First, Cedric pontificated recently about using Hungarian notation in Java. You know, stuff like “lpszStringName”… You can just guess my thoughts: Oh. God. No. And this isn’t just because it’s a Microsoft thing, it’s because it’s damn ugly. And it doesn’t even make sense in Java… I think lpsz means something like “long pointer zero terminated string”. How does that even relate to a String object in Java? That’s generally what’s wrong with Hungarian notation, it just doesn’t fit most of the time (though I’ve seen people try).

Cedric then continues today (yesterday?) with some thoughts about interfaces – specifically using an I in front of interface names to differentiate between them and classes (e.g. “IWorkspace”). And THIS is where it gets interesting because Charles thinks that that’s about the most evil thing he’s heard in a while. Yeah! Let the beetle battle begin! (Sorry, too much Dr. Seuss lately…)

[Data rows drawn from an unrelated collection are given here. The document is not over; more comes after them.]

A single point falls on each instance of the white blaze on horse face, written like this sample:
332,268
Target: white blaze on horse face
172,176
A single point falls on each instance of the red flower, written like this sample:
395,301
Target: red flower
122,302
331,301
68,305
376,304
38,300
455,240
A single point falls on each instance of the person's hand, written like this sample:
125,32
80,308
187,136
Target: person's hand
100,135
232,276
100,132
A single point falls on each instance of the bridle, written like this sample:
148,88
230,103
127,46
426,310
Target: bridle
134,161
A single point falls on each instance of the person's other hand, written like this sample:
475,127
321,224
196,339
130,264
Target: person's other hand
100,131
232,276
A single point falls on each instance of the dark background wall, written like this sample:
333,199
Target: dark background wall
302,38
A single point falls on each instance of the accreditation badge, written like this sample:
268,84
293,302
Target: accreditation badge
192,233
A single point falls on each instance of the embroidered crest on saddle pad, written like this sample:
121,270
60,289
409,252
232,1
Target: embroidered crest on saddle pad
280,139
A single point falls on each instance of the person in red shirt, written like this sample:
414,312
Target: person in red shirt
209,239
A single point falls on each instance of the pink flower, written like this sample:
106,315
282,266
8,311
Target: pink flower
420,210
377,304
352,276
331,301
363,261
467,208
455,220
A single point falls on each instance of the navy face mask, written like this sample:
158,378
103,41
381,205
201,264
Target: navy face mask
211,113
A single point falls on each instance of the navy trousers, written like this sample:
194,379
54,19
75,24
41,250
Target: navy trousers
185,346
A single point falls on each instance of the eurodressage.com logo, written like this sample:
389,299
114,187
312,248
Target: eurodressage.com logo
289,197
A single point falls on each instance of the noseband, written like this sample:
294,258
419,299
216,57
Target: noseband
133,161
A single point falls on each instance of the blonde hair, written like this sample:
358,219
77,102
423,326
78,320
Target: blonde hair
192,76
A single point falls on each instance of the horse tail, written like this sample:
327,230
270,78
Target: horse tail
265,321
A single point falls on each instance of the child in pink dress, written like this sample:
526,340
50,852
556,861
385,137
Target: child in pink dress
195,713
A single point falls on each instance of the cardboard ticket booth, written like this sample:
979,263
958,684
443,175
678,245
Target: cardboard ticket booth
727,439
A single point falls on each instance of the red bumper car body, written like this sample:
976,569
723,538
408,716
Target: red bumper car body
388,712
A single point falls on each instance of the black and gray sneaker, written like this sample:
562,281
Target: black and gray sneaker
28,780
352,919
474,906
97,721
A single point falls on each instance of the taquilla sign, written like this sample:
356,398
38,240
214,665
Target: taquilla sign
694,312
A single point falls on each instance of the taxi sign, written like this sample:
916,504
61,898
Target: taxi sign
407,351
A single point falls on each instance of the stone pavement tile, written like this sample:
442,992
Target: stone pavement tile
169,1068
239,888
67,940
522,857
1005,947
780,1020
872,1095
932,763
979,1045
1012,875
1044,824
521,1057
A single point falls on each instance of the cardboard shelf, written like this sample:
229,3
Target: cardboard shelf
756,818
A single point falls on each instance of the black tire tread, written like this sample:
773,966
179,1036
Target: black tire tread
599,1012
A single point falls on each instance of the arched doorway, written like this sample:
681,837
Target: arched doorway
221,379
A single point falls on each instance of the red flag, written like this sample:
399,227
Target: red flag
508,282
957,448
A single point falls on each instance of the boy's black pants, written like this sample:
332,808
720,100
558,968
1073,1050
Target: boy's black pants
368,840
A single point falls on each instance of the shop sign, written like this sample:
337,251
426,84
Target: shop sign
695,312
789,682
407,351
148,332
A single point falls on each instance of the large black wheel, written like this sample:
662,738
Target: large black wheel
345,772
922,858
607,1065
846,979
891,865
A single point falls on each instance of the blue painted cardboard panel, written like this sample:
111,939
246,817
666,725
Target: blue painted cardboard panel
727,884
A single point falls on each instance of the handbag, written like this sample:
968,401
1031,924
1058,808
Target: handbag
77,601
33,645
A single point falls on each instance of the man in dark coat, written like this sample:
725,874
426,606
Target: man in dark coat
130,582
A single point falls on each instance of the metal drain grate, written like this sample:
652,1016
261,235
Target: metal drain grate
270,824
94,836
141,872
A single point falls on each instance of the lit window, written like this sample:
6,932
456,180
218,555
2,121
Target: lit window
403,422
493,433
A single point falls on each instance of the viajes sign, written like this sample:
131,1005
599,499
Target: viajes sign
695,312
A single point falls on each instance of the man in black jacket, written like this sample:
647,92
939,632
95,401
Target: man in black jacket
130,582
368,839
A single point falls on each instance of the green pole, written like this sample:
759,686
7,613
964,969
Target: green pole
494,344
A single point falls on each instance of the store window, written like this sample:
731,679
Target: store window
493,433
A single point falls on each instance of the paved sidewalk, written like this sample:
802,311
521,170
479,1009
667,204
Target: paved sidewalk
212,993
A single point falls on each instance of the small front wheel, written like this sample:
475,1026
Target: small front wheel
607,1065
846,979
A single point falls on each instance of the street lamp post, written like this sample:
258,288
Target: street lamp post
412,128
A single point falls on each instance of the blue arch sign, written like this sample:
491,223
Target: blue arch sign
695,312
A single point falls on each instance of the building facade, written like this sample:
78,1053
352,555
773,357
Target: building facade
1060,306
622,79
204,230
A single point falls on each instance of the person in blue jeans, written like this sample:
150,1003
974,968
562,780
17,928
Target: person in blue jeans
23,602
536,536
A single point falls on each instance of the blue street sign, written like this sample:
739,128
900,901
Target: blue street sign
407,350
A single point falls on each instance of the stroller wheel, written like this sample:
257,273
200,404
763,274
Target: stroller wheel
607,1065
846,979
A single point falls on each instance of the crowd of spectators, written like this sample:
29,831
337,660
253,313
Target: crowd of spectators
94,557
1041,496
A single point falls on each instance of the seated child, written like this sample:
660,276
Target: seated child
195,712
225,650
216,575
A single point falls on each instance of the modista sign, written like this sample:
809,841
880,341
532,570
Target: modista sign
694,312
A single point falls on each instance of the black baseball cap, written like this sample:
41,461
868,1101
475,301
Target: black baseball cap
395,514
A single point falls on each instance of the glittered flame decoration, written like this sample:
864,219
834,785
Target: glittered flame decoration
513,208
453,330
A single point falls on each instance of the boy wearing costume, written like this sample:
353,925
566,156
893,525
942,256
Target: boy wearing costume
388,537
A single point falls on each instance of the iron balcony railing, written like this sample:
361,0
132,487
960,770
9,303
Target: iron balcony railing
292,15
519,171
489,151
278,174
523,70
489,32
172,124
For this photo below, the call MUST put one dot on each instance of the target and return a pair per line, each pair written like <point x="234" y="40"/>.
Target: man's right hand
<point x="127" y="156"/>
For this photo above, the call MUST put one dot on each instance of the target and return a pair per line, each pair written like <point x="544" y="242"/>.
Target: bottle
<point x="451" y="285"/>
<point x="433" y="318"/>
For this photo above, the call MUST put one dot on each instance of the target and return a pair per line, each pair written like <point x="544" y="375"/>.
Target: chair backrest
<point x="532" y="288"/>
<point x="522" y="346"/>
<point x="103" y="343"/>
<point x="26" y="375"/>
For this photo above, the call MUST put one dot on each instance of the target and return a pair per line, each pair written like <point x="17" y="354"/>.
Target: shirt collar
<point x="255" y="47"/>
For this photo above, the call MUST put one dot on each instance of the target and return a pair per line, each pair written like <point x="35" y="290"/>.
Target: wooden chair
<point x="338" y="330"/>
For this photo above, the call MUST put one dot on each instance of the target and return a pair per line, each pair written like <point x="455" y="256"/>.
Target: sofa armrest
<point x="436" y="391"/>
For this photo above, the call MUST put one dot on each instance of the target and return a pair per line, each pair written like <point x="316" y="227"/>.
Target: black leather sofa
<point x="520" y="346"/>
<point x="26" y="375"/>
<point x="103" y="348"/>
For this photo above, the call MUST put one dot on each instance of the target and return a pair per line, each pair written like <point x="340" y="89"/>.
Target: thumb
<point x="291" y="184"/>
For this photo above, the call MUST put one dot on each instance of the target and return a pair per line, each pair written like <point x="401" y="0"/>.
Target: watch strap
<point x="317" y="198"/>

I detest, loathe, hate, and want to vomit on any class that ends with the letters “Impl”. UUUUGH! IBM stuff is super-famous for this. Almost everything that comes out of there has this convention going. It’s like someone at IBM skipped a chapter or two in the OO book and decided that classes were less important than interfaces, so the interfaces get all the readable names and the classes get a Impl stamped on their ass. It must have something to do with the IBM mentality. I don’t know. What I do know, however, is that classes are the principle objects in Java, not interfaces. Interfaces are handy, dandy and cool, but they’re there to help structure your classes and allow interoperation without multiple inheritance, NOT to be the prime way of programming. If you’re thinking “I’ll just program to interfaces and forget about those classes”, you need to come up to speed because I think that fad went out a couple years ago.

-Russ [Russell Beattie Notebook]

This is interesting, mostly because I used to agree, and now disagree (sorry Russ). I think interfaces are one of the most under-used and useful parts of Java. I certainly believe that if you do have a class and an interface that it implements, the interface gets priority, ie. the unadorned name of the thing. The class is usually ThingImpl (or SimpleThing, PersistentThing, etc). Because if there is an interface, then you really, really should be programming against that, and not the implementation directly. I seem to spend a lot of my time retrofitting unit tests to legacy code, and interfaces are my most powerful weapon in this arena. Non test-driven code is frequently tightly coupled and hard to pull apart. Making the legacy objects implement simple interfaces immediately gives me a point of leverage to pry apart the coupling, and stub out parts of the system with Mocks, or make the test cases themselves implement the interfaces. This lets me very quickly build ‘scaffolding’ around the parts I’m testing, and makes refactoring a much less fraught affair.

Not to mention that well thought out use of interfaces makes it possible to do all sorts of cool stuff with your code, like adding dynamic proxies. Which, as we all know, are pretty much the gateway to AOP, developer nirvana, world peace etc. etc.